DeSantis’ proposals echo issues that Republicans focused on last year as former President Donald Trump lost to Democrat Joe Biden — and as Trump unsuccessfully challenged election results in several states. 

For example, DeSantis’ proposal would address the use of drop boxes to collect vote-by-mail ballots and would prohibit volunteers from collecting vote-by-mail ballots from people outside their immediate families, a process dubbed “ballot harvesting.” The state already prohibits people from being paid to collect vote-by-mail ballots.

DeSantis also wants more scrutiny of vote-by-mail ballot signatures, requiring them to match the most recent signatures on file and for voters to request vote-by-mail ballots each general election cycle. Currently, voters can sign up to receive vote-by-mail ballots for two consecutive general-election cycles.

The governor also wants county supervisors of election to post online over-vote ballots that are to be considered by canvassing boards and to prohibit counties from receiving grants from private organizations for “get out the vote” initiatives.

Elections officials would also have to provide “real-time” reporting of voter turnout data at the precinct level, along with providing reports on the numbers of ballots requested, received and left to be counted.

Rep. Blaise Ingoglia, R-Spring Hills, said the measures are designed to keep election problems that happened in other states from happening in Florida. 

“We know that we had a great situation here in Florida the last election, but we’ve seen on TV what other states are doing, or what other states are not doing,” Ingoglia, a former chairman of the Republican Party of Florida, said while appearing with DeSantis last Friday. “So, just because it happens in other states does not mean that we don’t put up good legislation to make sure that what happens in those states does not happen here in the great state of Florida.”
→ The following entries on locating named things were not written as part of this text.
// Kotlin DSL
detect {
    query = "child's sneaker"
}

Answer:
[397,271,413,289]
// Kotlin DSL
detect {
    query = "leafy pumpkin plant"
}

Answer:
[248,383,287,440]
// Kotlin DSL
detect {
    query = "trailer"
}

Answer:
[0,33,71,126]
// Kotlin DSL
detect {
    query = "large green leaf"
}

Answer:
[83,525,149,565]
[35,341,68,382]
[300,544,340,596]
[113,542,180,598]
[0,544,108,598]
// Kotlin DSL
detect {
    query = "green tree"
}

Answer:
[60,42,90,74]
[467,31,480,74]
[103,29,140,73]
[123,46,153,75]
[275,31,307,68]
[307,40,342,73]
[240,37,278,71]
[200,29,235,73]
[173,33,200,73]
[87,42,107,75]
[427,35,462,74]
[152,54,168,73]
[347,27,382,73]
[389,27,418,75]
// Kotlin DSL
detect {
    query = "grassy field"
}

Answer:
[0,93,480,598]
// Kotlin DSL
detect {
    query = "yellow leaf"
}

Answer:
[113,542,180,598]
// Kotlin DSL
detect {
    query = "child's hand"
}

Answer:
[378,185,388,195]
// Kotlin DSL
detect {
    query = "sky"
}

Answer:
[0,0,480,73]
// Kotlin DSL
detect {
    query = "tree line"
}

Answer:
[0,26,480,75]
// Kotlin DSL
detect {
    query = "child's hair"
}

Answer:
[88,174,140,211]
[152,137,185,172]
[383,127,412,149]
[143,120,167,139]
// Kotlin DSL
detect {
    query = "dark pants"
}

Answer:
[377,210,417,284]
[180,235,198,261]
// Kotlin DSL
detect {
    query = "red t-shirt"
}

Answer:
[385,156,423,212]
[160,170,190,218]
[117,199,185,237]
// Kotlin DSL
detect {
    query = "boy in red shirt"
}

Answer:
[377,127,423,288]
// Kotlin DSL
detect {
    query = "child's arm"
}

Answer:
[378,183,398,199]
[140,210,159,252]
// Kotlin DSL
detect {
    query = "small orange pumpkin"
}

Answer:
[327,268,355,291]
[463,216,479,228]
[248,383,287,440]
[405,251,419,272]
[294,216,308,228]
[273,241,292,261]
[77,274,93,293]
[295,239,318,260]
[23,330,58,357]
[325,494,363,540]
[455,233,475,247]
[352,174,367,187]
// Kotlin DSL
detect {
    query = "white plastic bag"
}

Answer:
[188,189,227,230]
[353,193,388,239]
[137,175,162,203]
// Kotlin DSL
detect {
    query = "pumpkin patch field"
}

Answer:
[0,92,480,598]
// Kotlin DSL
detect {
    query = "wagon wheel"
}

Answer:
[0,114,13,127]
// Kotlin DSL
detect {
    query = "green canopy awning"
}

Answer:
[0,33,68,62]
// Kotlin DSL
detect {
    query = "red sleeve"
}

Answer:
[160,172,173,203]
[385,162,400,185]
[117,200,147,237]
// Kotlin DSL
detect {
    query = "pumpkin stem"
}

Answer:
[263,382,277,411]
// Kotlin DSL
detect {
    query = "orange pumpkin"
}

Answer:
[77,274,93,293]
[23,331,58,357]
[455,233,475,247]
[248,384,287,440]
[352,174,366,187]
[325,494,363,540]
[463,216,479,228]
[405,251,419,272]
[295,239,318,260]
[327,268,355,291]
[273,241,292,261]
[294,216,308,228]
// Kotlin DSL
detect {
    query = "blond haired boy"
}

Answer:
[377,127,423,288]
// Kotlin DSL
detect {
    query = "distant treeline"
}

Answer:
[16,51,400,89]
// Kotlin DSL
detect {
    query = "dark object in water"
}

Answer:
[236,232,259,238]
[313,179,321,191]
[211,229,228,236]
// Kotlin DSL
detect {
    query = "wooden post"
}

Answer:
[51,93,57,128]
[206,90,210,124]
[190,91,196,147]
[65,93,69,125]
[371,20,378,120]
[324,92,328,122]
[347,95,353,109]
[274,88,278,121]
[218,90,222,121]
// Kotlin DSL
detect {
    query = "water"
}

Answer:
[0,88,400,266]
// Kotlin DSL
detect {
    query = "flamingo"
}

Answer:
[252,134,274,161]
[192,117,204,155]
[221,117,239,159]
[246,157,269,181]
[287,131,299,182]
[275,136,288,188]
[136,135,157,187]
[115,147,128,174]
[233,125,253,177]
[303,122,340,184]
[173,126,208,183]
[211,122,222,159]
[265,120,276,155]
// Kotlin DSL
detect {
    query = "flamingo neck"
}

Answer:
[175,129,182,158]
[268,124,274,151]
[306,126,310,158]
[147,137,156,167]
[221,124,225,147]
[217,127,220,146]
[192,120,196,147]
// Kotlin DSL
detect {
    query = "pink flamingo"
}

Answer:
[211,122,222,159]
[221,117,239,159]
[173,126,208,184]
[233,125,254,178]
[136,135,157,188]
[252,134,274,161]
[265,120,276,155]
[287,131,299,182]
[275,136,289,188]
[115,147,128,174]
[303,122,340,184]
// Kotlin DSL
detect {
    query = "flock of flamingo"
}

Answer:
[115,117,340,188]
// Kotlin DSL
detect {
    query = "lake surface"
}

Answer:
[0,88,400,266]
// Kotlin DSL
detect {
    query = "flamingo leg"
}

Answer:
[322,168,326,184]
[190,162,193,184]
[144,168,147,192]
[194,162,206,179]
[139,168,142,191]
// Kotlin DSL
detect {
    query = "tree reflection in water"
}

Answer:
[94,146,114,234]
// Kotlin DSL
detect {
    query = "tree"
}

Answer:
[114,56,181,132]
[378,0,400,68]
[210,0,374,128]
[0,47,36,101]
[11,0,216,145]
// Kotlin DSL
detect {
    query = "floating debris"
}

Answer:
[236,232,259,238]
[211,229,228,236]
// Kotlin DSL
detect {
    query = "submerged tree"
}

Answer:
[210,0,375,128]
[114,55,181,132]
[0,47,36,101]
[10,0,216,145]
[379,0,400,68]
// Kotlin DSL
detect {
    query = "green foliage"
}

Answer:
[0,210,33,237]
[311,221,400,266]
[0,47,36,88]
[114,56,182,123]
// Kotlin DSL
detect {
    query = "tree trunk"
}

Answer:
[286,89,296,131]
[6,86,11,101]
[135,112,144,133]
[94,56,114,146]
One of the proposed changes — requiring vote-by-mail ballots to be requested each general-election cycle — started rolling through the Senate this week.

Under current law, Floridians’ vote-by-mail ballot requests are good for the years including the next two general elections. For example, if a person requests a vote-by-mail ballot this year, the request would be good for all elections through 2024 — as general elections will be held in 2022 and 2024, according to a Senate staff analysis.

But the Senate proposal (SB 90) would scale that back so the request would be good only for the year containing the next general election. For instance, if a person requests a vote-by-mail ballot this year, the request would be good for all elections through 2022.

Senate Ethics and Elections Chairman Dennis Baxley, an Ocala Republican sponsoring the measure, said it would help improve the security of the vote-by-mail process, citing concerns about issues such as people moving frequently and ballots going to their old addresses.

But Democrats, on the losing side of a 5-4 vote last Tuesday in Baxley’s committee, said the bill would hurt voting by mail, with Sen. Randolph Bracy, D-Orlando, pointing to a history of voter suppression in Florida and the upcoming 2022 gubernatorial election, when DeSantis will be on the ballot.

“This is clearly going to reduce vote-by-mail in Democratic counties. … And so, I can’t support this. I’m sorry that I even have to take it there, but it’s disheartening to look at this for what I see it is,” Bracy said.

With the COVID-19 pandemic causing many people to be reluctant to go to the polls, more than 4.85 million Floridians cast votes by mail in the November election. That included about 2.19 million registered Democrats and 1.5 million registered Republicans, with the rest of the ballots cast by unaffiliated or third-party voters.

DeSantis noted last Friday the entire election process went smoothly in Florida, with 11 million votes counted and 99 percent of election results available by midnight on Election Day.

“The results of 2020, from an administrative perspective, was that Florida had the most transparent and efficient election anywhere in the country,” DeSantis said. “Other states took days, weeks and even months to count their votes.”